Understanding The Factors Involved in Well Drilling

Many homes in rural areas don’t have access to a public water system, and drilling a well provides a sustainable solution. But the well must be adequately maintained to ensure safe, clean water for drinking and other purposes. It’s best to keep a well away from contamination sources, such as animal feedlots, buried fuel tanks, and waste disposal systems. Then, the well can be protected from pollutants that seep into groundwater.

Well Location

Wells vary in depth, and determining the correct well location involves natural and human-influenced factors. The direction that groundwater flows influences the site location. A well should be placed so that contamination moves away from the well rather than toward it. Ideally, the well will be located on higher ground to allow surface water runoff and rain to drain away from the well instead of over or through it. A good place for a well is also away from streams, rivers, and ponds because they may contain bacteria and other contaminants. If you live in a more seasoned neighborhood, a past well driller may have stamped the well location and recorded the profundity in metropolitan records. Check for signs, including old casings in the ground or sketches of well locations left behind on joists in basements. In addition, look for animal trails that lead to springs and seeps, which often indicate the presence of a water-bearing formation.

Drilling Process

A well expert can check if the place for your new well is good. The location should be far from potential contaminants that can pollute groundwater. It includes animal feedlots, buried fuel tanks, waste pits, and septic systems. The soil type and topography are also important factors. The surface casing cement once a hole drills to the appropriate depth. The well drilling Brazoria County process continues until the well reaches total depth (TD). Most states and counties have regulations regarding where a well can be located and setback requirements. The skilled people who dig wells will take care of the paperwork for getting permission and can assist you with any complications.

Pump Installation

Once the well is complete, testing must be conducted to ensure the water is safe for consumption.
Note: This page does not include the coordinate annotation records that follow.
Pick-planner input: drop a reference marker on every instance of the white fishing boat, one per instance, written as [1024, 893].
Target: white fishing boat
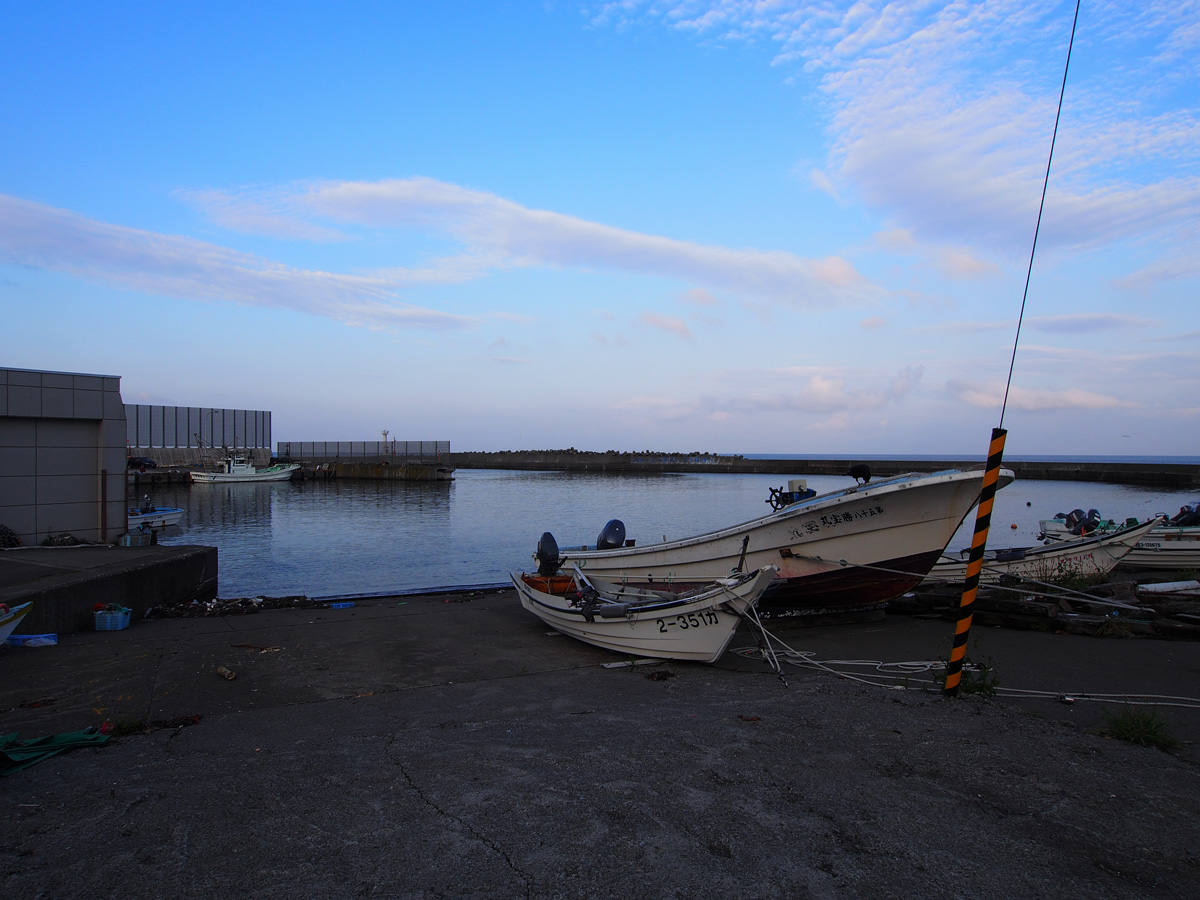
[240, 468]
[11, 617]
[849, 549]
[1051, 563]
[1171, 544]
[156, 517]
[694, 624]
Your well drilling contractor will be able to provide you with details regarding this process and any specific regulations or stipulations in your area. Pumps should be installed on a level base plate in an accessible location for routine inspections and repairs. It is also essential that the pump be adequately grounded to any metal plumbing and the motor frame using copper wire of a gauge that meets the manufacturer’s specifications. Shaft misalignment is a significant cause of pump failures. Although flexible shaft couplings can compensate for some misalignment, it is recommended that the equipment be aligned to the manufacturer’s specifications before piping. It is essential because the restoring forces and moments generated by shaft misalignment can damage bearings, seals, and even the shaft itself. Angular misalignment is typically measured in vertical and horizontal planes.

Well Casing

A well casing is a pipe that extends down the borehole, protecting it from debris and sediment. It keeps loose rock fragments and unconsolidated sand and gravel from collapsing into the well shaft and protects electrical wires, pull cables, and water tubing/piping connected to the pump. It also prevents contaminants (bacteria, fertilizers, and pesticides) from descending through the wall of the casing into zones of groundwater. Well casings are available in steel and PVC, but PVC is becoming more popular due to its strength and resistance to corrosion. We put cement or clay between the pipe and the hole so that dirty water and other nasty things cannot contaminate the underground water. A top cap is placed on the end of the casing to keep insects, dirt, dust, and small animals out.